# Homework Help: Simple Coordinate Problem

1. Sep 25, 2009

### RoganSarine

"Simple" Coordinate Problem

1. The problem statement, all variables and given/known data
The following happens on a 2D X-Y Plane.

A particle accelerates at {3t m/s2}i + 4t m/s2}j where t = seconds

At t = 0, the position of the particle is {20.0 m}i + {40.0m}j

At t = 0, the velocity of the particle is {5.00 m/s}i + {2.00 m/s}j

At t = 4,

(a) What is the position vector in unit-vector notation
(b) What is the angle between its direction of travel and the positive direction of the x-axis

2. Relevant equations
dx = Vox*t + .5(a)t^2
Dy = Voy*1 + .5(a)t^2

3. The attempt at a solution

dx = Vox*t + .5(a)t^2
dx = 5(4) + .5(3(4)) (4)^2
dx = 20 + 6(16)
dx = 116

Dy = Voy*1 + .5(a)t^2

Dy = 2(4) + .5(4(4)) (4)^2
Dy = 8 + 8(16)
Dy = 136

Therefore, it's position vector should be

P = {136 m}i + {176 m}j

If we remember to add on the initial displacement.

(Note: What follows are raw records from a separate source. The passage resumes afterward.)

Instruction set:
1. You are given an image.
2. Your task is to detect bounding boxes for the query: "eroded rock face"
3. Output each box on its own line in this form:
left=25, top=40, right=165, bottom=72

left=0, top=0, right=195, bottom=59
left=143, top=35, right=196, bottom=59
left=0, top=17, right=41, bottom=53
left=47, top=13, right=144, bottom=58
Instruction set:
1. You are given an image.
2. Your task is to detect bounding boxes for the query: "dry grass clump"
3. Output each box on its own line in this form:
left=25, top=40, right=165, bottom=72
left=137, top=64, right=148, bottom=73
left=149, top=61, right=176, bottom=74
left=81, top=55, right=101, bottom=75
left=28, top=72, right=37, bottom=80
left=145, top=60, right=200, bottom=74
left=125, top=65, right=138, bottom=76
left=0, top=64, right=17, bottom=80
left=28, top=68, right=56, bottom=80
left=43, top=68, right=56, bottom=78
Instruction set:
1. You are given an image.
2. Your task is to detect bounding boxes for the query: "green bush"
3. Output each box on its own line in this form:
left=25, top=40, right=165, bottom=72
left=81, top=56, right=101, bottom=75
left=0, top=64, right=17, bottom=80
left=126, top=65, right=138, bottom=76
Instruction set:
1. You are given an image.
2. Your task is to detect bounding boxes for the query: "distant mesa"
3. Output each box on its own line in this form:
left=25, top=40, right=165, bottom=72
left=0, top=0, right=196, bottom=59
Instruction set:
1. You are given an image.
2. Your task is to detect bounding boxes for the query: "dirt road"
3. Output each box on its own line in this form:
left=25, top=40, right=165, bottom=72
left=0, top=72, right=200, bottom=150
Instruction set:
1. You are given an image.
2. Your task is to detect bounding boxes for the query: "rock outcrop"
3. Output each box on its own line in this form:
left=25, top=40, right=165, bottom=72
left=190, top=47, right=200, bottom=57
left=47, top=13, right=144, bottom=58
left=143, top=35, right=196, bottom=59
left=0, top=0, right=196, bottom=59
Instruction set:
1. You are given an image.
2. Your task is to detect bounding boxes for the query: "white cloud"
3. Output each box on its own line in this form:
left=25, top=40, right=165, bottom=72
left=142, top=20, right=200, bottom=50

The answer is {72.0 m)i + {90.7 m}j

2. Sep 26, 2009

### D H

Staff Emeritus
Re: "Simple" Coordinate Problem

The relevant equations you cited are for constant acceleration. You do not have a constant acceleration here.

3. Sep 26, 2009

### RoganSarine

Re: "Simple" Coordinate Problem

Huh... Right. True. However, I don't ever remembering having to deal with anything that isn't constant acceleration.

4. Sep 26, 2009

### D H

Staff Emeritus
Re: "Simple" Coordinate Problem

First you should do is check that you have the problem correct. If it is correct as written, I suspect that you have learned something about integration.

5. Sep 26, 2009

### RoganSarine

Re: "Simple" Coordinate Problem

Yes, the problem is correct.

We have actually learned nothing about integration specifically, but I do know the basic calculus for integration and have a basic understanding of it.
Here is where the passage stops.